【全米初】AIが精神科薬を処方?ユタ州で始まった「Doctronic」試験運用の衝撃と論点

こんにちは! 医療とテクノロジーの境界線が、また一つ大きく書き換えられました。

2026年1月、米国のユタ州において、AIチャットボットが自律的に「精神科薬の処方更新(リフィル)」を行う試験運用が開始されました。これまで「医師にしか許されなかった領域」にAIが踏み込むこのニュース。

効率化への期待と、安全性への懸念。今まさに世界中で議論を呼んでいるこのトピックを詳しく解説します。

参照 https://gigazine.net/news/20260404-ai-prescribing-drugs/

1. ユタ州の試験運用とは?「Doctronic」の役割

今回のプロジェクトは、ユタ州の「AI規制サンドボックス(法規制を一時的に緩和して実験を行う枠組み)」の下で実施されています。

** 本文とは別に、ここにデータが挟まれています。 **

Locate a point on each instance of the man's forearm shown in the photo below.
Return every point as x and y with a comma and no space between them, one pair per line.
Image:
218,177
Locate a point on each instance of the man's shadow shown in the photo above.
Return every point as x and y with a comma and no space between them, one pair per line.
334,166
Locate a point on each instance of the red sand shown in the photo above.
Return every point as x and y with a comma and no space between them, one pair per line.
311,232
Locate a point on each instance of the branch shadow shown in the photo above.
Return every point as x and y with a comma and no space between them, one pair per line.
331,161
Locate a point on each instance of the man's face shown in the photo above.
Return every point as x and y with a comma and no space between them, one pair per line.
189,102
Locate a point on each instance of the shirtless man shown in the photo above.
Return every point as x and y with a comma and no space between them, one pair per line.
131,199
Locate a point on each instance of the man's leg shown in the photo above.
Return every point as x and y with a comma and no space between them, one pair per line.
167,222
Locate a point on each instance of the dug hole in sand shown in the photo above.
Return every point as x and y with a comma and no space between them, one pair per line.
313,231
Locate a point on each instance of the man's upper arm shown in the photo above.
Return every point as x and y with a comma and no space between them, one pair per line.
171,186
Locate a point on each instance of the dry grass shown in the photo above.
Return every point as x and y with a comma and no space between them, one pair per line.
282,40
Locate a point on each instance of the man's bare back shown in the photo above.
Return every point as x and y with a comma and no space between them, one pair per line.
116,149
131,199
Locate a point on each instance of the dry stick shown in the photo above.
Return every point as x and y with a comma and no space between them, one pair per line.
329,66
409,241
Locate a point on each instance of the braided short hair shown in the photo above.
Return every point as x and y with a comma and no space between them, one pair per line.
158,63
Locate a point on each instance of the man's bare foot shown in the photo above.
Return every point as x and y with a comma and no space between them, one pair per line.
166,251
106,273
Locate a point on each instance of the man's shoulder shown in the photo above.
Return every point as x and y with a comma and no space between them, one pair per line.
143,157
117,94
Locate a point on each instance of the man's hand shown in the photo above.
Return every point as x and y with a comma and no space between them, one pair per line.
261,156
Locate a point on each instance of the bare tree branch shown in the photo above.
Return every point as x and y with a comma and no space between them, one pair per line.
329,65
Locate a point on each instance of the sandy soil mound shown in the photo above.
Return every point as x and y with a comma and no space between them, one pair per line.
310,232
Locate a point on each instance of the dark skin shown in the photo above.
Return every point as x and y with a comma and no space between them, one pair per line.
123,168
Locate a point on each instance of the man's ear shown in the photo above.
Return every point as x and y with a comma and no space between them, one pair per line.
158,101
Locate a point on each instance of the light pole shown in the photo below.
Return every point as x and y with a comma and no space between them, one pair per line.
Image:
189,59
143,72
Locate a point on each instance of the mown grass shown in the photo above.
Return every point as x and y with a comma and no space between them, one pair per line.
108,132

  • サービス主体: ヘルステック企業の Doctronic(ドクトロニック) および Legion Health(リージョン・ヘルス)
  • 対象: すでに医師から処方を受けており、症状が安定している患者。
  • 仕組み: 患者がAIチャットボットによる約15の質問(気分、体調、副作用など)に回答。AIが安全と判断すれば、精神科薬を含む約190種類の慢性疾患薬の処方箋を更新します。
  • 費用: 1回あたり約20ドル(約3,000円)程度。

2. なぜ「精神科薬」の処方がAIに任されるのか

背景にあるのは、深刻な「医療リソースの不足」です。

  • 事務負担の軽減: 全処方活動の約80%を占めると言われる「処方更新」をAIが肩代わりすることで、医師はより複雑で対面が必要な診察に集中できるようになります。
  • アクセスの向上: 予約が取れない、あるいは通院が困難な患者でも、24時間いつでも低コストで必要な薬を維持できるメリットがあります。

3. 医学界から上がる「懸念の声」と安全策

一方で、専門家からは「精神科領域にAIを導入することのリスク」が指摘されています。

主な懸念点

  • 「見逃し」のリスク: わずかな声のトーンや表情の変化から察知すべき「悪化のサイン」を、文字ベースのチャットで見抜けるのか。
  • 過剰処方の懸念: 医師による積極的な介入(減薬の検討など)が行われず、漫然と処方が続いてしまうリスク。
  • 責任の所在: もしAIの判断ミスで事故が起きた場合、誰が法的責任を負うのか(Doctronicの利用規約では責任を免責する条項がある点も物議を醸しています)。

実施されている安全対策

  • 対象薬の限定: SSRI(抗うつ薬)などの低リスク薬に限定し、依存性の高い向精神薬やADHD治療薬などは除外されています。
  • 段階的な導入: 最初の一定数は医師がAIの判断をダブルチェックし、段階的に自律運用へと移行する計画です。

まとめ:日本への影響と今後の展望

今回のユタ州の試みは、2026年内に安全性データが公開される予定です。この結果次第では、世界中で「AI処方」の是非を問う議論が加速するでしょう。

日本でも、医師不足や地域医療の格差は深刻な課題です。将来的に「AIが処方のサポート役」として定着するのか、それとも「聖域」として守られるのか。今回のユタ州の実験は、その未来を占う重要な試金石となります。